Em resposta à carta, várias congregações evangélicas saíram em apoio ao proeminente evangelista americano. A Igreja Evangélica Livre de Colônia afirmou em comunicado que a alegação contra Graham é difamatória.

A igreja também explicou que o objetivo de Graham para a turnê era simplesmente convidar as pessoas para sua apresentação do evangelho – uma mensagem de transformação de vida.

O diretor do Seminário Bíblico em Bonn, Heinrich Derksen, acrescentou que Graham não estava provocando ódio contra gays e afirmou que “nunca pediria que os direitos humanos fossem restringidos para homossexuais”.

Em oposição, Associação de Lésbicas e Gays de Colônia (KLUST) argumentou que Graham considera “a homossexualidade como pecado” e considera isso como “um terreno fértil no qual a violência contra lésbicas e gays prospera”.

Graham disse que, embora acredite que o casamento seja apenas entre um homem e uma mulher, ele não está pregando contra ninguém.

Ao anunciar o Festival da Esperança em Colônia (Köln), a BGEA disse: “O pai de Franklin Graham, Billy Graham, iniciou suas primeiras campanhas evangelísticas na Alemanha em 1954, o que levou a quase quatro décadas de ministério na Alemanha e atingiu mais de 3 milhões de pessoas com a mensagem do amor de Deus. Franklin Graham acredita, como seu pai, que o que a Alemanha e o resto do mundo precisa é de mudança espiritual”.

“Estou vindo para a Alemanha para compartilhar a mesma mensagem poderosa que meu pai pregou aqui por quase 40 anos”, afirmou o Reverendo Franklin Graham.

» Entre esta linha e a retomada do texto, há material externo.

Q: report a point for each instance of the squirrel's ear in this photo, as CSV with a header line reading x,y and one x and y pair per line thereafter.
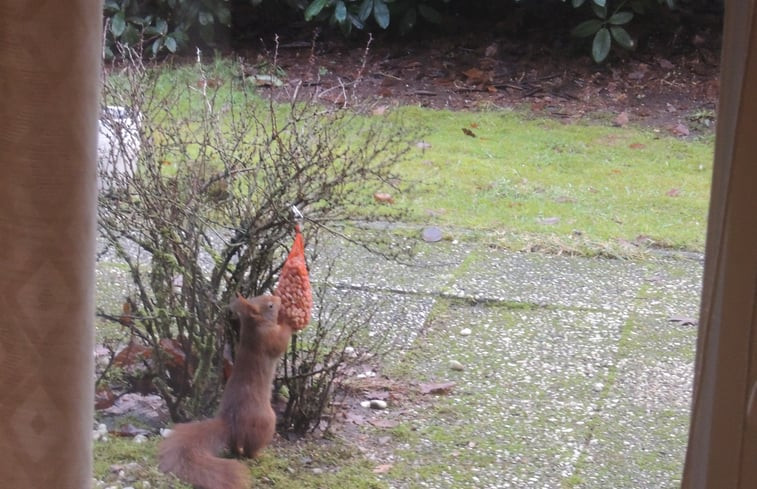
x,y
238,304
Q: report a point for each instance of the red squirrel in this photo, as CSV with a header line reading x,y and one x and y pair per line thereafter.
x,y
245,422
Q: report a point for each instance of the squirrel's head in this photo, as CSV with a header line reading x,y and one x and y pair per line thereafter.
x,y
260,309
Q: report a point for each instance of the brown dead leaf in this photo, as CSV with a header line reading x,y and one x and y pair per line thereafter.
x,y
436,387
665,64
380,109
622,119
383,395
383,198
475,75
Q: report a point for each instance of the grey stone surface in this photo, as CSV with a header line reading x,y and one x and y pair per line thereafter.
x,y
577,372
575,375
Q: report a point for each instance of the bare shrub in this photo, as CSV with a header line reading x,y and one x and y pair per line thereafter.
x,y
197,207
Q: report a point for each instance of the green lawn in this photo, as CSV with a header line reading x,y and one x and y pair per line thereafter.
x,y
542,177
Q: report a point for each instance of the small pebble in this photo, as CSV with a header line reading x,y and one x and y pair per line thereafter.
x,y
377,404
455,365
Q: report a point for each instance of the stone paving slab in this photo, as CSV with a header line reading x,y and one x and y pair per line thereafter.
x,y
429,271
553,280
574,375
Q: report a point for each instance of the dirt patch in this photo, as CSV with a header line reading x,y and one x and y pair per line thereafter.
x,y
671,82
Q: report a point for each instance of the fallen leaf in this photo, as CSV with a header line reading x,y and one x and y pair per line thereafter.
x,y
104,398
383,198
622,119
266,81
377,395
380,109
436,387
475,75
382,469
549,221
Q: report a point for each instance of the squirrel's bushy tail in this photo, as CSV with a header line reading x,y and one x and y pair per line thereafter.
x,y
191,453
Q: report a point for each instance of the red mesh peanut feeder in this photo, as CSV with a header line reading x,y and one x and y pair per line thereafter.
x,y
294,285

“Meu pai amava a Alemanha e visitou o país 17 vezes para pregar. Assim como meu pai, estou ansioso para compartilhar com o povo de Colônia que Deus os ama e tem um propósito para suas vidas”, acrescentou o pregador.

Contestações judiciais

Enquanto isso, a Associação Evangelística Billy Graham (BGEA) montou contestações judiciais contra os cancelamentos de Graham no Reino Unido. Um tribunal escocês recentemente acelerou um caso envolvendo a BGEA, o Conselho da Cidade de Glasgow e o Scottish Event Campus Limited.

Além disso, a BGEA também apresentou ações legais contra partes em Sheffield e no País de Gales que acredita serem responsáveis ​​pelo cancelamento de seus contratos juridicamente vinculativos.

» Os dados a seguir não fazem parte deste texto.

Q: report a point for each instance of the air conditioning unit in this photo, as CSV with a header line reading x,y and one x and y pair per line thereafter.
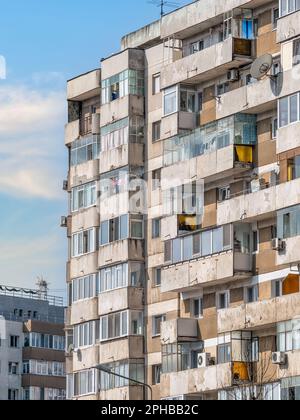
x,y
233,75
65,185
278,245
203,360
64,221
279,358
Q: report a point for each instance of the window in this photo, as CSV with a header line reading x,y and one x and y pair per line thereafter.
x,y
129,82
293,168
114,230
156,84
44,341
277,288
156,131
224,193
288,222
289,110
275,17
170,100
296,52
222,88
120,325
188,100
13,394
84,196
197,307
290,389
274,128
289,6
196,46
83,243
82,383
115,182
85,150
201,244
156,223
156,179
181,357
84,288
13,368
157,277
156,325
255,241
14,341
251,294
86,335
123,275
224,353
288,336
223,300
134,370
156,374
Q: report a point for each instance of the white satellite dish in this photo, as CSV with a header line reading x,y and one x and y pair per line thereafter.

A turnê de oito dias de Graham deve começar em Glasgow, na Escócia em 30 de maio.

Como o Conexão Política noticiou em janeiro, Graham estava programado para falar, em 12 de junho de 2020, em um evento em Liverpool, no Reino Unido. No entanto, autoridades locais proibiram a vinda dele e cancelaram o evento, depois de se submeter à pressão de ativistas LGBTQ.

Após a proibição em Liverpool, outros grupos ativistas LGBT em diferentes locais da turnê no Reino Unido estão tentando impedir que Graham pregue o Evangelho de Cristo.

Graham escreveu uma carta aberta à comunidade LGBTQ no Reino Unido em janeiro, informando que ele iria para a Grã-Bretanha não para condená-los. Pelo contrário, ele está indo para apresentar o Evangelho.

Graham, no entanto, admitiu que vê a homossexualidade como um pecado.

“O problema, penso eu, é se Deus define a homossexualidade como pecado”, escreveu ele. “A resposta é sim. Mas Deus vai mais além do que isso, dizendo que somos todos pecadores – inclusive eu. A Bíblia diz que todo ser humano é culpado de pecado e precisa de perdão e limpeza. A penalidade do pecado é a morte espiritual – separação de Deus para a eternidade”, disse Graham.

Graham também defendeu o direito à liberdade de expressão e liberdade religiosa. Ele escreveu que não iria ao Reino Unido “para falar contra ninguém” porque o Evangelho “é inclusivo”.

“Estou indo falar para todos”, acrescentou. “O Evangelho é inclusivo. Eu não estou levando o ódio, estou levando o amor.”

O pregador de 67 anos terminou sua carta dizendo que aqueles da comunidade LGBTQ são “absolutamente bem-vindos” a participar de um de seus eventos no Reino Unido.